The county executive also noted that law enforcement raided Grant's home in 2015 in a separate probe that ended with him never accused of any wrongdoing.
"Insider trading is a serious crime," Poloncarz said in his campaign statement. "Regardless of whether (Grant) has been charged with a crime, a charge that still may be pending, Mr. Grant’s repeated history of being involved in corruption and on the wrong side of the law indicates he should be nowhere near a public office, nevertheless the head of a campaign for county executive."
Told that Poloncarz was incorrect in accusing Grant of a crime, the county executive's spokesman, Peter Anderson, said: "We have a difference of opinion on this topic. It is obvious that Chris Grant had access to insider information and acted on it."
Meanwhile, Dixon's campaign viewed Poloncarz's attack on Grant – which he elaborated on in an afternoon news conference – as a sign of desperation.
"While Lynne Dixon is focused on the real issues that the voters of Erie County care about, Mark Poloncarz is focused on settling decade-old political scores," said Dixon campaign manager Bryan Fiume. "And it is why voters are looking for something different come November."
Fiume's statement also lashed into Poloncarz for the fact that several of the county's directors have left under a cloud, including one, Al Dirschberger, who was imprisoned after a rape conviction.
Meanwhile, Republicans also privately noted that Poloncarz himself had taken contributions from local businessman Gerald A. Buchheit Jr. – who, according to those FBI affidavits, saved himself about $19,000 by dumping Innate stock on the same day that Collins' son and Zarsky did.
The Poloncarz campaign appeared unaware of the Buchheit contributions, prompting Fiume to dismiss the county executive's news conference as "a fiasco."

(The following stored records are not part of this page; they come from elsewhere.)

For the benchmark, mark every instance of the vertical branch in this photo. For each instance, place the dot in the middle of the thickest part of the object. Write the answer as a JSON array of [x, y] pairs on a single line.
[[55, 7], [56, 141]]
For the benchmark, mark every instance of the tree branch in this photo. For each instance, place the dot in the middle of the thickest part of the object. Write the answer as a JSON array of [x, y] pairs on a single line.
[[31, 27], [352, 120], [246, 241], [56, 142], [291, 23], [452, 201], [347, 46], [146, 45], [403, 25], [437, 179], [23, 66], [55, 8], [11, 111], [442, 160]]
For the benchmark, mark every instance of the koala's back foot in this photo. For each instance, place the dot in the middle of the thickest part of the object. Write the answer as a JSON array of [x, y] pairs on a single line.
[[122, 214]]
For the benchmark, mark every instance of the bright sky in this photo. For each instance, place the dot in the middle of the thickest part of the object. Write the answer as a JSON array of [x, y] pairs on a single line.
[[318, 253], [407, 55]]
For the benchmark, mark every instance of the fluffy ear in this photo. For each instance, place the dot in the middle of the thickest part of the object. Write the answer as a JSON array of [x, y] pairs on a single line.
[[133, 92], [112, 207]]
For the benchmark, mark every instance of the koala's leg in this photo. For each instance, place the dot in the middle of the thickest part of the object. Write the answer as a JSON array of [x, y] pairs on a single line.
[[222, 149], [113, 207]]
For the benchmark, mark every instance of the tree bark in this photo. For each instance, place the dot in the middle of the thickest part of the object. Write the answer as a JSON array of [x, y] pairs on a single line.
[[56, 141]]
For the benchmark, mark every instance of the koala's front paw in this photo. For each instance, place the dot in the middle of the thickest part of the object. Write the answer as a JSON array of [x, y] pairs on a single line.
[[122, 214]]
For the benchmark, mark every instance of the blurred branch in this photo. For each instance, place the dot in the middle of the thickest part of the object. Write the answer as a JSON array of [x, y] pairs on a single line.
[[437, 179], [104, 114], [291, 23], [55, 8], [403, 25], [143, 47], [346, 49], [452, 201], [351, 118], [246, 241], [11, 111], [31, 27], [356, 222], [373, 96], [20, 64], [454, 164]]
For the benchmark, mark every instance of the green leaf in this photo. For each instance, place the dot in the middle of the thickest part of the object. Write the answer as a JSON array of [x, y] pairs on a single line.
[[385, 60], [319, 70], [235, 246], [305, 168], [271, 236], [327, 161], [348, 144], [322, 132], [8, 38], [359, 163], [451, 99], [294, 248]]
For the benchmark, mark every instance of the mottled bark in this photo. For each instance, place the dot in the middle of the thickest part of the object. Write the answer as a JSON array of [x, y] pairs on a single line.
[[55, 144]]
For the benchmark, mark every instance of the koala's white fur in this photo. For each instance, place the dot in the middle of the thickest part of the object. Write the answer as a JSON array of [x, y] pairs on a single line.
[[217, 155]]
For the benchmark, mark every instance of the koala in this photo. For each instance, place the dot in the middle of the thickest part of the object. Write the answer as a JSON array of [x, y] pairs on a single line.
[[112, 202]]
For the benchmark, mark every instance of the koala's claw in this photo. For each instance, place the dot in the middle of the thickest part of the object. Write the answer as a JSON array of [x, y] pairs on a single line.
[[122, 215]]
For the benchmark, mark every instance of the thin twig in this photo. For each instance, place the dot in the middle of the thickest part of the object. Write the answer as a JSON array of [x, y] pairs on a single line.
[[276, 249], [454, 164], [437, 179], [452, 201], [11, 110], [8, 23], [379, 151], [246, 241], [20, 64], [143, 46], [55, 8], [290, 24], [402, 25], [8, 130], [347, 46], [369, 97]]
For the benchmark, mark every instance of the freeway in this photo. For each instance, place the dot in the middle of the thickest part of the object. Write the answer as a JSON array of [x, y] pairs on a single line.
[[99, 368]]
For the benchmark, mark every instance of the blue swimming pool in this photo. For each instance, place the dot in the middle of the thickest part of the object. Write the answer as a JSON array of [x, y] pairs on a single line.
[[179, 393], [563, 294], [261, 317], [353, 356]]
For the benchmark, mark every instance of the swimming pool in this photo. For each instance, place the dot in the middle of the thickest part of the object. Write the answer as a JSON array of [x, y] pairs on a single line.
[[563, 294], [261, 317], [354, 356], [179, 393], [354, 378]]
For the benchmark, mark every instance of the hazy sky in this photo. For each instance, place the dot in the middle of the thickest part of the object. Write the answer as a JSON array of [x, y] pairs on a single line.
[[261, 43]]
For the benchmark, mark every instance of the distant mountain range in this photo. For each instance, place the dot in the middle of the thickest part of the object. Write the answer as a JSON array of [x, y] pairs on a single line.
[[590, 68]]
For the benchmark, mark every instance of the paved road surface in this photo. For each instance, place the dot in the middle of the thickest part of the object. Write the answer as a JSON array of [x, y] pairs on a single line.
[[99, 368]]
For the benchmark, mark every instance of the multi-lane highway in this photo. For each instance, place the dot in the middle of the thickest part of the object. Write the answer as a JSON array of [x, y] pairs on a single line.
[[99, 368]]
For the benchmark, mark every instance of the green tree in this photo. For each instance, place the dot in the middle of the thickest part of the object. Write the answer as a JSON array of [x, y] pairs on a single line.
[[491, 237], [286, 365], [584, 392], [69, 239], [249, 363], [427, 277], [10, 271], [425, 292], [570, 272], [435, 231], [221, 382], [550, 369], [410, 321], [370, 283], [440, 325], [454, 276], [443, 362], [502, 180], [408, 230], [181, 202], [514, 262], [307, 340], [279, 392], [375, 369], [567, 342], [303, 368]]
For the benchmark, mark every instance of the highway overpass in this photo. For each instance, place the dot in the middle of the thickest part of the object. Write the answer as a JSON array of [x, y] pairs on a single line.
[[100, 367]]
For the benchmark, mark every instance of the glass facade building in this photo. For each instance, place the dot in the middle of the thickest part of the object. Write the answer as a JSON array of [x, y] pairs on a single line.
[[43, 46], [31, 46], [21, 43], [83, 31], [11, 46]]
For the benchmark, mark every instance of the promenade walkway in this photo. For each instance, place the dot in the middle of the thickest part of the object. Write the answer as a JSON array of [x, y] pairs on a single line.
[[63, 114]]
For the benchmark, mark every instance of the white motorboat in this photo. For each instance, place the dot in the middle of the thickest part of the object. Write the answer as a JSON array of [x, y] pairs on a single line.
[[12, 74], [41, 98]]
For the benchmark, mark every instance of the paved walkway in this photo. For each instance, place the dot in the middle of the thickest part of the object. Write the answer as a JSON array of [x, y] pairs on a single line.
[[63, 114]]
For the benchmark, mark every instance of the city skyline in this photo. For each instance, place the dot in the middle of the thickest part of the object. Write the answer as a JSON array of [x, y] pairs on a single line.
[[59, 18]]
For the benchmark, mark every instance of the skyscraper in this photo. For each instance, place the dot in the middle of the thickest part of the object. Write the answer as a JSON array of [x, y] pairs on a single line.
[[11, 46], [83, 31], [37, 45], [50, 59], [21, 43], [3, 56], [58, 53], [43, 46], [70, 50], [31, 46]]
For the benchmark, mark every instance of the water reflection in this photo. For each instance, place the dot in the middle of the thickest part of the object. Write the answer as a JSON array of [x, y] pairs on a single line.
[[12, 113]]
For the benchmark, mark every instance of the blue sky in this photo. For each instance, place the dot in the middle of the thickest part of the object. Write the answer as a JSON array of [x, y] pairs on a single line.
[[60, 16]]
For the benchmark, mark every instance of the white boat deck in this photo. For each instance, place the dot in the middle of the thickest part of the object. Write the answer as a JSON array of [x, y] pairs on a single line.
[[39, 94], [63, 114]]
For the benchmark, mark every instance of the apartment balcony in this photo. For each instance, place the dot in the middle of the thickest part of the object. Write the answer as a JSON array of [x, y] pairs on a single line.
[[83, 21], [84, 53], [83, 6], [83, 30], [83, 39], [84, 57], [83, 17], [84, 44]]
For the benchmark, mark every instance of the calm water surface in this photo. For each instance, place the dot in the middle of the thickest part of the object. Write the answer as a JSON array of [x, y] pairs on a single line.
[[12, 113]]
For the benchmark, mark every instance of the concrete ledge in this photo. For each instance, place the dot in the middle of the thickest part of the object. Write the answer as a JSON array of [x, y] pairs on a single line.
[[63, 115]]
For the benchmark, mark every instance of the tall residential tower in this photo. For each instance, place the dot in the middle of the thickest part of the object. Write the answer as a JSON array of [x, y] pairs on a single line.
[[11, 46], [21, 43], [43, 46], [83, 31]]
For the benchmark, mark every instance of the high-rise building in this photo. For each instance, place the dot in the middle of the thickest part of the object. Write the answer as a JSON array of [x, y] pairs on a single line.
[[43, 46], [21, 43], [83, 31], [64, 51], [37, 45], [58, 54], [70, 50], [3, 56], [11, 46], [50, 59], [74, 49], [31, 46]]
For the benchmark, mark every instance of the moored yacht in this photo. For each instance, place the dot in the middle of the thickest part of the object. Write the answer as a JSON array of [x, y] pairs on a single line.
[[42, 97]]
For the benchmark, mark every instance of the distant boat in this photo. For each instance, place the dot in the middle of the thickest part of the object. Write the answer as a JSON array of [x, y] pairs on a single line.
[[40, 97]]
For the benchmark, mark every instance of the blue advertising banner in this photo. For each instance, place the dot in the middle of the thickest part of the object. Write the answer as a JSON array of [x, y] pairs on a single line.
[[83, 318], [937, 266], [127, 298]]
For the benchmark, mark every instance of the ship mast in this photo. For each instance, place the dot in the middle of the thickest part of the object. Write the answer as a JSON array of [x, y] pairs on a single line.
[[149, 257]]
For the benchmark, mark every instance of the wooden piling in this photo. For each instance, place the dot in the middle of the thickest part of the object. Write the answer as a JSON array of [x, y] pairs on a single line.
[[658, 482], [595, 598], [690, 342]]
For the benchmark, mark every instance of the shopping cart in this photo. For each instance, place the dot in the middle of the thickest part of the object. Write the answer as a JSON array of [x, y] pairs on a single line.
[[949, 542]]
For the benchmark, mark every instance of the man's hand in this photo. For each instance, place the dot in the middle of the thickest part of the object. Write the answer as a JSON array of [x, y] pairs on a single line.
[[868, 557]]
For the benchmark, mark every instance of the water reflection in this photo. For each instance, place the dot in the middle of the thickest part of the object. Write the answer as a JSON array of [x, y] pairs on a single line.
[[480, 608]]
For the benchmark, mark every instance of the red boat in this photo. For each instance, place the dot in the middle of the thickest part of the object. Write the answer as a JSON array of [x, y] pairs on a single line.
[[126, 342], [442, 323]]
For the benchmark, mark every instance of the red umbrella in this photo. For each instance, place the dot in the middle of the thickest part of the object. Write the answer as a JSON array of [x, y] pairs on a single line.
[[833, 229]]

Asked about Buchheit's contributions, Anderson — Poloncarz's spokesman — said the county executive would be returning any donations that Buchheit had made in the past year, and would not accept any more money from the local developer. That means Poloncarz will be giving back $5,000 of the $10,198 he has received from Buchheit over the years.
"There is a big difference here," Anderson said. "Mark learned of Mr. Buchheit's activities and is now returning those donations, while conversely Lynne is aware of Mr. Grant's illegal activities but they apparently don't bother her, as she will continue to employ and pay him."
Federal authorities have not accused Grant — long Collins' top political adviser — of a crime. He was not charged when Collins was arrested last August, and the FBI affidavits from July 2018 detail Grant's stock trades but never say he committed a crime.